From the MKE dashboard, click About within the Admin menu in the top left corner of the dashboard. Then navigate to Kubernetes.
Once you have the Kubernetes version, install the kubectl client for the relevant operating system.
You can download the binary from <https://storage.googleapis.com/kubernetes-release/release/v.1.8.11/bin/windows/amd64/kubectl.exe>.
If you have curl installed on your system, you use these commands in Powershell.
MKE provides users unique certificates and keys to authenticate against the Docker and Kubernetes APIs. Instructions on how to download these certificates and how to configure kubectl to use them can be found in CLI-based access.

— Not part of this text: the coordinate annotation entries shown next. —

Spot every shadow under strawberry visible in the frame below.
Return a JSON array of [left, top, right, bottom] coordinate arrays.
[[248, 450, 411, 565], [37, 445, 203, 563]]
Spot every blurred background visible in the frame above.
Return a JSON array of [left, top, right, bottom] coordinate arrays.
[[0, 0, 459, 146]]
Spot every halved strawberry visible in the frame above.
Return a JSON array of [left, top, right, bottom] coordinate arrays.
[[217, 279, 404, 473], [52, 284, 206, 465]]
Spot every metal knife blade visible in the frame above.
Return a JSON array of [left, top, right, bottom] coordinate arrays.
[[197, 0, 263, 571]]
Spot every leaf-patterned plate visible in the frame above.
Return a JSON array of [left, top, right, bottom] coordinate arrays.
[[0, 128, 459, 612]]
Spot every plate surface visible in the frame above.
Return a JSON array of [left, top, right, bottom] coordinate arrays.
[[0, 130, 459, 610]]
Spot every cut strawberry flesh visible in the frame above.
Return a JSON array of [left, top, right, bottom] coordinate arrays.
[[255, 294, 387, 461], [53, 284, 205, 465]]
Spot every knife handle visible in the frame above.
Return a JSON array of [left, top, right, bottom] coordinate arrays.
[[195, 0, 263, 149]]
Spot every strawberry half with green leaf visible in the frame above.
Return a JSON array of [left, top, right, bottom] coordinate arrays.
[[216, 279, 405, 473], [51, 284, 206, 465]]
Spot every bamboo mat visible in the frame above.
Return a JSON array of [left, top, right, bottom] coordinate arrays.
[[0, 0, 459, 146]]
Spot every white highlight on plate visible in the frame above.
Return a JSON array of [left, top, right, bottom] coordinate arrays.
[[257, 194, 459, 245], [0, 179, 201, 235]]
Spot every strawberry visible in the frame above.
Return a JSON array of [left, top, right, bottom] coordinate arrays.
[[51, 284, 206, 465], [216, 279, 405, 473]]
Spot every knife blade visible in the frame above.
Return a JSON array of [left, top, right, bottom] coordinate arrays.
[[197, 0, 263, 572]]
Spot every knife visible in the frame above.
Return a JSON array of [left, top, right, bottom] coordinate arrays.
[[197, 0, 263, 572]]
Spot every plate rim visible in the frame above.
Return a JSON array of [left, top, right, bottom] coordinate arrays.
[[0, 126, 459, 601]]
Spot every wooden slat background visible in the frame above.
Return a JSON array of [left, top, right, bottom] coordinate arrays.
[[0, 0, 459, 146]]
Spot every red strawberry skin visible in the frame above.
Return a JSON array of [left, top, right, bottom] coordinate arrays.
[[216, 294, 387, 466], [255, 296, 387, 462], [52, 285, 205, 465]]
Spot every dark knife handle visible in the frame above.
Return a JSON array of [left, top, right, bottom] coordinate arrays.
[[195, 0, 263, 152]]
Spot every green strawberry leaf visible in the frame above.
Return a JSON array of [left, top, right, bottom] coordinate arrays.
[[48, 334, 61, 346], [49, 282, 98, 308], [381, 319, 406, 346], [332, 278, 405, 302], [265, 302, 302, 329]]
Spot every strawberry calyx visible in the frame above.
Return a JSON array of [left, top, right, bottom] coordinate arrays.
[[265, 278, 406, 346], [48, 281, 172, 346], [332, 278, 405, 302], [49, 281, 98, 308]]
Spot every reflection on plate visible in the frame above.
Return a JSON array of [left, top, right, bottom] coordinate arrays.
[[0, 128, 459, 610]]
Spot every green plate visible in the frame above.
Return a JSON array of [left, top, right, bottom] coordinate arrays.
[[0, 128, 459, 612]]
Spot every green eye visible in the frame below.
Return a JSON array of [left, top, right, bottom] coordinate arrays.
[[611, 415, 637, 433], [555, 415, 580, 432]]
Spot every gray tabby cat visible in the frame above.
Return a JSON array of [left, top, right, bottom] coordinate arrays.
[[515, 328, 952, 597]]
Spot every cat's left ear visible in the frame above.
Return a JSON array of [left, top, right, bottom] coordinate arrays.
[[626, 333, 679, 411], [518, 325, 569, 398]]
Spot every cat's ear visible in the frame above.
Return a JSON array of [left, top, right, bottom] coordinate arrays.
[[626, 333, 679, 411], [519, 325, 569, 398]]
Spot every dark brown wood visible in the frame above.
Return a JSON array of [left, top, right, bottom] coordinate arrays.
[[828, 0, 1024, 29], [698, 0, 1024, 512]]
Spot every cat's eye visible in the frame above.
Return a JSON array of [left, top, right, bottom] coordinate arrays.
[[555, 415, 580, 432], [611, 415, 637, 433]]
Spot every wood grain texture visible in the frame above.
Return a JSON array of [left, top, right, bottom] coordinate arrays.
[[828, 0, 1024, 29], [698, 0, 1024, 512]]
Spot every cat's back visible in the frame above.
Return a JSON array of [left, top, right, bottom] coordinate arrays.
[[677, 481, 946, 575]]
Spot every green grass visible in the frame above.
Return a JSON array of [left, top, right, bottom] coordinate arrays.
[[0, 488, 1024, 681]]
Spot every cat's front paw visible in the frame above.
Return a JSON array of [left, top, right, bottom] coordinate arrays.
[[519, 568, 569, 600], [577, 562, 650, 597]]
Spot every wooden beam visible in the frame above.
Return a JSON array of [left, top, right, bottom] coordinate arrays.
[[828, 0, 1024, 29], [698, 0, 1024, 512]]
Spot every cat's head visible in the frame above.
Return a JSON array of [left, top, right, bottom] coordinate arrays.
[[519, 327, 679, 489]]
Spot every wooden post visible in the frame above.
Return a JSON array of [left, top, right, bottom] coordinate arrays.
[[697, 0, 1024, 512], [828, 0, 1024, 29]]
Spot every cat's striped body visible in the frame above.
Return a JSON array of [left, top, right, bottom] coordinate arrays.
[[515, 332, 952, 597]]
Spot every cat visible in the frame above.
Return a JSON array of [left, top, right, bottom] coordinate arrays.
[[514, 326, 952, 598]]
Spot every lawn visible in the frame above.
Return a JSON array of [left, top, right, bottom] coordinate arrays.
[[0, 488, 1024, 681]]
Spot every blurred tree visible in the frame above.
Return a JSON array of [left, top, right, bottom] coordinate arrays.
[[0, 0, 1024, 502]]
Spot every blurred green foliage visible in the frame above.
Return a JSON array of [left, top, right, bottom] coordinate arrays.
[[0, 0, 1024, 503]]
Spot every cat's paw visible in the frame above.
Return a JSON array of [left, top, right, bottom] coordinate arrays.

Helm is the package manager for Kubernetes. Tiller is the Helm server. Before installing Helm on MKE, you must meet the following requirements:
You must be running an MKE 3.1 or higher cluster.
You must have kubectl configured to communicate with the cluster (usually this is done via a client bundle).
To use Helm and Tiller with MKE, you must grant the default service account within the kube-system namespace the necessary roles. Enter the following kubectl commands in this order:
kubectl create rolebinding default-view --clusterrole=view --serviceaccount=kube-system:default --namespace=kube-system
kubectl create clusterrolebinding add-on-cluster-admin --clusterrole=cluster-admin --serviceaccount=kube-system:default
It is recommended that you specify a Role and RoleBinding to limit Tiller’s scope to a particular namespace, as described in the Helm documentation.